With respect to capital gains calculation, it is important to mention that Article 18 of Law 9,249/95 provides that the capital gain accrued by a resident or domiciled overseas must be calculated and subject to taxation according to the rules applicable for Brazilian residents.
Complementing such legal provision, Brazilian tax authorities enacted a Regulatory Instruction, which provides that referred taxation should be the same applicable for Brazilian individuals. However, as a result of several administrative decisions, there is controversy on what should be the basis for the capital gain determination, as well as on what should be the currency in which the gain determination should be based.
It consists of a direct remittance, performed through a bank, without the previous authorization of the Brazilian Central Bank. It must be supported by a Registration Certificate, in which the amount to be remitted, in foreign currency, must be stated. A demonstrative schedule of the capital gain calculation, as well as its respective payment voucher is required. This is due to the fact that, at the time of the repatriation of the investment, the value of such investment is subject to an exchange variation. In case such exchange generates a capital gain, it might be subject to withholding income tax.
If the amount to be remitted exceeds that which is registered in the Certificate, the excess can only be remitted upon obtaining of a specific Remittance Authorization Certificate, to be issued by the Brazilian Central Bank.
This operation is performed as a mean to repatriate resources to the investor abroad.

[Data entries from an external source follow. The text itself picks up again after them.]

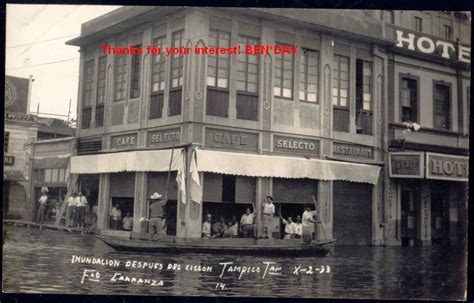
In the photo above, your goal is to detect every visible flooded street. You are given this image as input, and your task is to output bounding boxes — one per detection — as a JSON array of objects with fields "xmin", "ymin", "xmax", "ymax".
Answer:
[{"xmin": 3, "ymin": 227, "xmax": 466, "ymax": 300}]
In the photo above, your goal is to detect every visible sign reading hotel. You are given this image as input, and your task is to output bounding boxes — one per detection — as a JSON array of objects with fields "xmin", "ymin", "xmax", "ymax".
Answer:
[
  {"xmin": 426, "ymin": 153, "xmax": 469, "ymax": 182},
  {"xmin": 205, "ymin": 128, "xmax": 258, "ymax": 151},
  {"xmin": 332, "ymin": 143, "xmax": 374, "ymax": 159},
  {"xmin": 396, "ymin": 29, "xmax": 471, "ymax": 64},
  {"xmin": 388, "ymin": 152, "xmax": 424, "ymax": 178},
  {"xmin": 3, "ymin": 156, "xmax": 15, "ymax": 166},
  {"xmin": 273, "ymin": 135, "xmax": 319, "ymax": 157},
  {"xmin": 111, "ymin": 133, "xmax": 138, "ymax": 148},
  {"xmin": 147, "ymin": 127, "xmax": 181, "ymax": 147}
]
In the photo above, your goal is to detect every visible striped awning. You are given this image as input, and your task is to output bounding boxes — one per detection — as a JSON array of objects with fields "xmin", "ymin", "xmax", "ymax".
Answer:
[{"xmin": 197, "ymin": 149, "xmax": 380, "ymax": 185}]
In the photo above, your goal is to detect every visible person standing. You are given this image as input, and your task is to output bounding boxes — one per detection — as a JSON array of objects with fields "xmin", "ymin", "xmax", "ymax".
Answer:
[
  {"xmin": 262, "ymin": 196, "xmax": 275, "ymax": 239},
  {"xmin": 66, "ymin": 193, "xmax": 77, "ymax": 227},
  {"xmin": 280, "ymin": 215, "xmax": 296, "ymax": 239},
  {"xmin": 148, "ymin": 192, "xmax": 166, "ymax": 235},
  {"xmin": 76, "ymin": 191, "xmax": 88, "ymax": 228},
  {"xmin": 37, "ymin": 191, "xmax": 48, "ymax": 224},
  {"xmin": 301, "ymin": 204, "xmax": 317, "ymax": 244}
]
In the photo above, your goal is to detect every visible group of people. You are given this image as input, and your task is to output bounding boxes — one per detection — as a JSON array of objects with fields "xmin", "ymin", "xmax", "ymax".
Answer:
[
  {"xmin": 110, "ymin": 204, "xmax": 133, "ymax": 231},
  {"xmin": 66, "ymin": 191, "xmax": 90, "ymax": 228},
  {"xmin": 202, "ymin": 196, "xmax": 318, "ymax": 243}
]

The repatriated amount is calculated taking into consideration the book value of each share or quota. The rules applying to such transactions are as follows:
- Exemption of Withholding Income Tax: The operation is exempt from withholding tax as long as the amount to be remitted does not exceed the cost of acquisition, in Brazilian currency (Real) of the shares or quotas;
- Withholding Income Tax: Withholding tax is applicable, at a 15% rate, on the capital gain amount, unless when the beneficiary is an entity domiciled in a low tax jurisdiction, when a 25% rate should apply.
However, in order to perform such operation, the company needs first to eliminate the accumulated loss figures, since the Brazilian Central Bank procedures do not allow a company to perform a transfer abroad, as Capital Repatriation, showing an accumulated loss in its Financial Statements.
Therefore, if the company has accumulated losses by the time of the repatriation, it will need to perform a reduction in its capital figure, in an amount corresponding to the accumulated losses. As a matter of fact, when the company accesses the Brazilian Central Bank Electronic Register (RDE-IED), it will be required to report the Net Equity figures for the closed Financial Statements, also considering the effects of the capital reduction performed to absorb the previously registered losses.
It is also recommended that the company limits the capital repatriation to an amount that does not exceed the losses projected for the calendar year in which the repatriation is to take place, since the Brazilian Central Bank requires that Brazilian companies with foreign investors report, each year, its net equity figures at the closing date. If the company remits abroad, through capital repatriation, an amount exceeding its final net equity figure, the Central Bank of Brazil will not authorize undertaking another capital reduction until the company restores its net equity to a positive figure.